As stated above, when the user presses the trigger 3 slightly at the first stage or heavily at the second stage, the main bar 4 will be moved backward at a different distance to bias the rear retaining block 5 and the front retaining block 6 at a different biasing angle, driving the bolt 1 to carry the link 7 forward in or without moving the rear retaining block 5 forward. Thus, when the hammer 2 is returned, it will be forced into engagement with the rear retaining block 5 and the front retaining block 6 at a different condition to achieve a single shot firing action or multi-shot firing action without any other switching operation.

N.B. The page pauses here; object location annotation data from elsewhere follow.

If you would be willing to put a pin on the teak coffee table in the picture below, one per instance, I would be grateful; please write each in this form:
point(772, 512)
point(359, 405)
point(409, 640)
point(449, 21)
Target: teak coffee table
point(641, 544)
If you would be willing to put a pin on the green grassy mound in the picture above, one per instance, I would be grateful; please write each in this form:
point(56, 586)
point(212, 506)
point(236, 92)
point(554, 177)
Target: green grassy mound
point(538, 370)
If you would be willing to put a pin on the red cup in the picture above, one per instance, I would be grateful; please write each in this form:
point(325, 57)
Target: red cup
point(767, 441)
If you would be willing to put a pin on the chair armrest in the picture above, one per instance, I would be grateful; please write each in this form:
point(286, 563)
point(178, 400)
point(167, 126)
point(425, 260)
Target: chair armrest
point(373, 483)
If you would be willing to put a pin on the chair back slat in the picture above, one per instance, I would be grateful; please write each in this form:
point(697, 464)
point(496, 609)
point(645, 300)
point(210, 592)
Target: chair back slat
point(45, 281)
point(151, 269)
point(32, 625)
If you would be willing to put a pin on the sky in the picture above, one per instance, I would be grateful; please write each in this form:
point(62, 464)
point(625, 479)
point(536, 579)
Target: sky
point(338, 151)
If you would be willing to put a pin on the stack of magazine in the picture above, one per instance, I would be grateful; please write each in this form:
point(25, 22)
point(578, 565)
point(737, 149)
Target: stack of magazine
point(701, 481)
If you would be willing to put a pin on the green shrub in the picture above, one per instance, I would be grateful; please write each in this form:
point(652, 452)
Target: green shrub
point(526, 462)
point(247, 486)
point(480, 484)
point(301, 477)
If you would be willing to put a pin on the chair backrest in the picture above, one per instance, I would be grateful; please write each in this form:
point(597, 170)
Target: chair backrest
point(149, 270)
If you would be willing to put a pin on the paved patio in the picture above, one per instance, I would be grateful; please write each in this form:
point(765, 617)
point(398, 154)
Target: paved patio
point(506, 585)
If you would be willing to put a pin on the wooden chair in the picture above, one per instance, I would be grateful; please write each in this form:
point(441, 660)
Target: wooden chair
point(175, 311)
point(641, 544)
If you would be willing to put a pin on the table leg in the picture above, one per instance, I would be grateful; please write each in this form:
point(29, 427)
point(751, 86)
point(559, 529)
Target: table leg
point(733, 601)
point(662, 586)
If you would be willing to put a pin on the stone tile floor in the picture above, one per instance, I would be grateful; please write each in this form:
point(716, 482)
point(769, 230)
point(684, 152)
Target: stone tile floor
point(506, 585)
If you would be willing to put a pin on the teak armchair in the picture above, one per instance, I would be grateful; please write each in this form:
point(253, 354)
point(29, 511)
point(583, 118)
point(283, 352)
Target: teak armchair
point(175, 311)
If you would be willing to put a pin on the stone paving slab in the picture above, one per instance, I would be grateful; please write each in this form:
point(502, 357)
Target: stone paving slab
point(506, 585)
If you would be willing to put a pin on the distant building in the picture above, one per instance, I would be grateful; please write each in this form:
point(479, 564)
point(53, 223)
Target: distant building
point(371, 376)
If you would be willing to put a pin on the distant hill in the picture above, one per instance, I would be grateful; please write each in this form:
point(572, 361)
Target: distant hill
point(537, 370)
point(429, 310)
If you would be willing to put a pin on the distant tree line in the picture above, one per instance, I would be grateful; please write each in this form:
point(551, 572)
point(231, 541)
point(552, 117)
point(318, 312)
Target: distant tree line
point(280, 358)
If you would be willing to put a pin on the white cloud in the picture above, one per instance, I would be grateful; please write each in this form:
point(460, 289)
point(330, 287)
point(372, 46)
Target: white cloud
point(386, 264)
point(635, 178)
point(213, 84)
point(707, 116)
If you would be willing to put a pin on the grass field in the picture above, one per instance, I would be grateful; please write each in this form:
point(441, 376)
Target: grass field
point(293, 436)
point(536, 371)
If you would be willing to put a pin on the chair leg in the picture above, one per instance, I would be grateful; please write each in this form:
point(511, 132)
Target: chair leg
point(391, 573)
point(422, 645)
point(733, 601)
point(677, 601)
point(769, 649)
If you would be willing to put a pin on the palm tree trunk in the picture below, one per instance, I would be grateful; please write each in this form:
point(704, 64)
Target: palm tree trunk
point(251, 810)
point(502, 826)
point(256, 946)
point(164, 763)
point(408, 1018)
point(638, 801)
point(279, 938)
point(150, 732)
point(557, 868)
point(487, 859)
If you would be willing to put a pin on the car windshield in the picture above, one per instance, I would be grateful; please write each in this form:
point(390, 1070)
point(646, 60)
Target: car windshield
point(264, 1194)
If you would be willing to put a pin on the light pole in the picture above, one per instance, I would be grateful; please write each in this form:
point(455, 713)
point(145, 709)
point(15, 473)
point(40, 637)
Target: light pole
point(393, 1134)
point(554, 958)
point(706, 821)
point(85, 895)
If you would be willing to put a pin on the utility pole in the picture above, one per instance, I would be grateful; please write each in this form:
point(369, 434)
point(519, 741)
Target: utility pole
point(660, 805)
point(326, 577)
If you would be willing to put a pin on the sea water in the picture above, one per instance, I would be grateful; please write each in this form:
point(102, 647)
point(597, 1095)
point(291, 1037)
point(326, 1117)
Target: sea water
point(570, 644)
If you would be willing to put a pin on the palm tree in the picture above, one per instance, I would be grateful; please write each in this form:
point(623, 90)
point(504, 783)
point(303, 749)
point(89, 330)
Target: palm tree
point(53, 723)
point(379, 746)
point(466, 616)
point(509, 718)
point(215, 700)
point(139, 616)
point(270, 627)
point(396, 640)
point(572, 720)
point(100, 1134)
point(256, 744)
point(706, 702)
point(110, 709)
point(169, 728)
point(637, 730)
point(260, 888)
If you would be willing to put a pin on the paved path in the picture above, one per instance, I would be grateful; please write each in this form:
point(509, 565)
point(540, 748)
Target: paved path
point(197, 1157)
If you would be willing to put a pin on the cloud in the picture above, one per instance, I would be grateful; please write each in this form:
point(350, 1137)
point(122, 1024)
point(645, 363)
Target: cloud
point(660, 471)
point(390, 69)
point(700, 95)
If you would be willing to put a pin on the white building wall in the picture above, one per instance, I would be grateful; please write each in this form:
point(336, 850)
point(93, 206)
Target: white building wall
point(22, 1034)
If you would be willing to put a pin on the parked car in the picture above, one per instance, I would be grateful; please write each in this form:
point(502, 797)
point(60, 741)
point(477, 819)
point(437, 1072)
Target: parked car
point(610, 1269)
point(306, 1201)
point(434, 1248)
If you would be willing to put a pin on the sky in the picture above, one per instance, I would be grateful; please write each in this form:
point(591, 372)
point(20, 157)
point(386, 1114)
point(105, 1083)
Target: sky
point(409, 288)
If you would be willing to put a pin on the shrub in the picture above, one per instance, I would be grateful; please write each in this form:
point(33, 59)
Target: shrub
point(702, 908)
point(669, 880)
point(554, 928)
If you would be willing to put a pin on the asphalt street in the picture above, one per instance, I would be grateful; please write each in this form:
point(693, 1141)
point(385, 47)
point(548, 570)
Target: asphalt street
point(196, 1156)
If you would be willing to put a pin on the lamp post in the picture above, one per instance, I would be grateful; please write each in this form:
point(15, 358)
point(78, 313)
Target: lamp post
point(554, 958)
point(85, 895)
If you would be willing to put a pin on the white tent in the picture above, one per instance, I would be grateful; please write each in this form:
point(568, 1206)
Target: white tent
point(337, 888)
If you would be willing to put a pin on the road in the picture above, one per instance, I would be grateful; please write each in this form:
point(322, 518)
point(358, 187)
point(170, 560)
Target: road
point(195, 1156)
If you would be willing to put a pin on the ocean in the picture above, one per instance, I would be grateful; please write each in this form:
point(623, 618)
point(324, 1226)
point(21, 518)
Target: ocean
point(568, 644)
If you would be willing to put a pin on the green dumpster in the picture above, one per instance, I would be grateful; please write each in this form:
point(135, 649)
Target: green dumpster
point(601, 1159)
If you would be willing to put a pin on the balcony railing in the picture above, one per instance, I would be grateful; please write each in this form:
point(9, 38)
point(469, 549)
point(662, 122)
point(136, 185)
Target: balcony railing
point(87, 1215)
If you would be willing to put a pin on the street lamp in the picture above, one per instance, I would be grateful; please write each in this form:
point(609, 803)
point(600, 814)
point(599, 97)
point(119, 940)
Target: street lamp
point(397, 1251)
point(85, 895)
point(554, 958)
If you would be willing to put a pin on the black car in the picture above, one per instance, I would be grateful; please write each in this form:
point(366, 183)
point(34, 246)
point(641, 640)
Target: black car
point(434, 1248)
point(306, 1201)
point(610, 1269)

Thus, the invention facilitates firearm firing operation and eliminates the operation drawbacks of conventional designs, and the value of the firearm constructed in accordance with the present invention is greatly enhanced.
Although a particular embodiment of the invention has been described in detail for purposes of illustration, various modifications and enhancements may be made without departing from the spirit and scope of the invention. Accordingly, the invention is not to be limited except as by the appended claims.